ProvingGround icon indicating copy to clipboard operation
ProvingGround copied to clipboard

Deep learning: why, how

Open siddhartha-gadgil opened this issue 6 years ago • 7 comments

Optimization vs deep learning

  • We can optimize generation when this is in terms of known elements and equations.
  • We can extend this by smoothing goals, for example.
  • However, we can try to train for deep learning:
    • directly from goals
    • possibly relative to givens, for which we can plug in discovered lemmas.

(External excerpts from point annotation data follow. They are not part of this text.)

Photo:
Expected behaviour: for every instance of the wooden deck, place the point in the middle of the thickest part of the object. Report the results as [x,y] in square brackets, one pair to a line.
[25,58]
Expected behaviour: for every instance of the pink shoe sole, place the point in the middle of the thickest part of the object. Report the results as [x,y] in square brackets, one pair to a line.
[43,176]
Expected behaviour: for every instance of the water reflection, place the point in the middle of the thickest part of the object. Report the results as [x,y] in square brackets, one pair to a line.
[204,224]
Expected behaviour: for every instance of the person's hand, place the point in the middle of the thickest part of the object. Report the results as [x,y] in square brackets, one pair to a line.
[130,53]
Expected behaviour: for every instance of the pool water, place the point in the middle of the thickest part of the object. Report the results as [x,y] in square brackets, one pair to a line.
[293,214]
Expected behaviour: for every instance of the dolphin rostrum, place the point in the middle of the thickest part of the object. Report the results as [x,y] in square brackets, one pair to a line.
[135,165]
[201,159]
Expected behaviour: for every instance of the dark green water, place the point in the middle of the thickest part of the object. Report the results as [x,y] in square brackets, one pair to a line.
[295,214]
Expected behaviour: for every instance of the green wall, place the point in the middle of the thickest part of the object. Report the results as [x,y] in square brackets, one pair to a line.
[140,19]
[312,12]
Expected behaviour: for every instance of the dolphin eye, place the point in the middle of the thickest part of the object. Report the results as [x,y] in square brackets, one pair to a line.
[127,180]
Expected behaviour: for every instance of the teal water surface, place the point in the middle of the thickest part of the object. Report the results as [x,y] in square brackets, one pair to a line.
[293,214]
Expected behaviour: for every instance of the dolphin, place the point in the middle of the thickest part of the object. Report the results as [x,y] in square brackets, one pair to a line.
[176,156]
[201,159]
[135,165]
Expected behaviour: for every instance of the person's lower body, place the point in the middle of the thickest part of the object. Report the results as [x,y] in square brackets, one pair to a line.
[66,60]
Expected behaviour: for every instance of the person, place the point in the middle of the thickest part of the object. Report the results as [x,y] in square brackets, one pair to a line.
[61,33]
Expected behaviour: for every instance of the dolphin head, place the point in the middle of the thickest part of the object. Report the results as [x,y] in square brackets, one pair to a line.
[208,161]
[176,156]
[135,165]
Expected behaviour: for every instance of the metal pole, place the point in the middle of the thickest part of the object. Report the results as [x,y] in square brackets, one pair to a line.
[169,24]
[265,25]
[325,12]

siddhartha-gadgil avatar Jul 16 '19 04:07 siddhartha-gadgil

One may also want deep learning just for speed, as (smoothing and) optimization can take long.

siddhartha-gadgil avatar Jul 16 '19 04:07 siddhartha-gadgil

Why representation learning

  • A form of representation learning is just passing through a low dimenstional layer, perhaps straightaway.
  • However, the point of explicit representation learning is using synthetic problems, which are easier to set up with "correct" answers.
  • In our situation, since we want embeddings of distributions our representations may not be a single embedding layer.

siddhartha-gadgil avatar May 07 '20 11:05 siddhartha-gadgil

Transformer architecture, position data

Many useful ideas are in the BERT work and stuff building on this. Adapting this to our siuation:

  • We can use position vectors rather than linearizing our generation trees.
  • We are trying to predict the terms in the RHS of equations, which may be either nodes or built up by substitution in nodes.
  • In the longer run we learn to use attention, based on both positions and actual terms.
  • Using terms: A crucial difference in our case is our model should allow the use of a term from the statement as is, without necessarily recognizing it.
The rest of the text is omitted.